Cognitive tasks systematically involve several brain regions, and exploratory approaches are generally necessary given the lack of knowledge of the complex mechanisms that are observed. The goal of the project is to understand the neurobiological mechanisms that are involved in complex neuro-psychological disorders. A crucial and poorly understood component in this regard refers to the interaction patterns between different regions in the brain. In this project we will develop machine learning methods to capture and study complex functional network characteristics. We hypothesize that these characteristics not only offer insights into brain function but also can be used as concise features that can be used instead of the full dataset for tasks like classification of healthy versus diseased populations or for clustering subjects that might exhibit similarities in brain function. In general, the amount of correlation between distant brain regions may be a more reliable feature than the region-based signals to discriminate between two populations e.g. in schizophrenia. For such exploratory methods to be successful, close interaction with neuroscientists is necessary, as the salience of the features depends on the population and the observed effects of psychopathology. For this aim we propose to develop a number of important methodological advances in the context of prediction of treatment outcomes for drug addicted populations, i.e. for relapse prediction.

MMoVNI Digiteo project

Participants : Bertrand Thirion [Correspondant] , Pierre Fillard, Viviana Siless, Stéphanie Allassonnière, Hao Xu.

This is a joint project with CMAP , 2010-2013.

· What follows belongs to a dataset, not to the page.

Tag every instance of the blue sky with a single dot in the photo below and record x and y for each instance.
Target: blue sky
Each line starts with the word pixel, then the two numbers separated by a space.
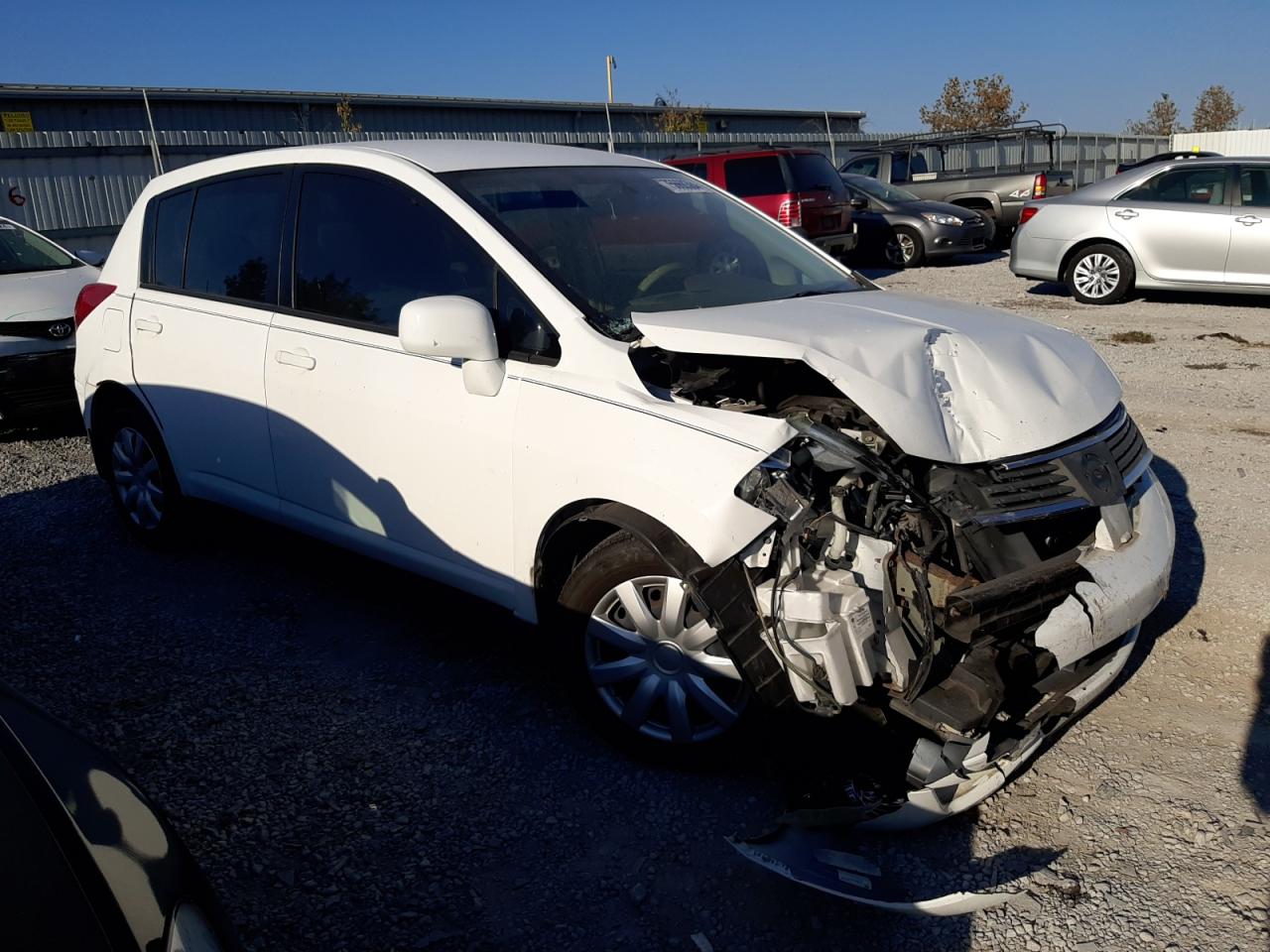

Modeling and understanding brain structure is a great challenge, given the anatomical and functional complexity of the brain. In addition to this, there is a large variability of these characteristics among the population. To give a possible answer to these issues, medical imaging researchers proposed to construct a template image. Most of the time, these analysis only focus on one category of signals (called modality), in particular, the anatomical one was the main focus of research these past years. Moreover, these techniques are often dedicated to a particular problem and raise the question of their mathematical foundations. The MMoVNI project aims at building atlases based on multi-modal images (anatomy, diffusion and functional) data bases for given populations. An atlas is not only a template image but also a set of admissible deformations which characterize the observed population of images. The estimation of these atlases will be based on a new generation of deformation and template estimation procedures that build an explicit statistical generative model of the observed data. Moreover, they make it possible to infer all the relevant variables (parameters of the atlases) thanks to stochastic algorithms. Lastly, this modeling allows also to prove the convergence of both the estimator and the algorithms which provides a theoretical guarantee to the results. The models will first be proposed independently for each modality and then merged together to take into account, in a correlated way, the anatomy, the local connectivity through the cortical fibers and the functional response to a given cognitive task. This model will then be generalized to enable the non-supervised clustering of a population. This leads therefore to a finer representation of the population and a better comparison for classification purposes for example. The Neurospin center, partner of this project, will allow us to have access to databases of images of high-quality and high-resolution for the three modalities: anatomical, diffusion and functional imaging. This project is expected to contribute to making neuroimaging a more reliable tool for understanding inter-subject differences, which will eventually benefit to the understanding and diagnosis of various brain diseases like Alzheimer's disease, autism or schizophrenia.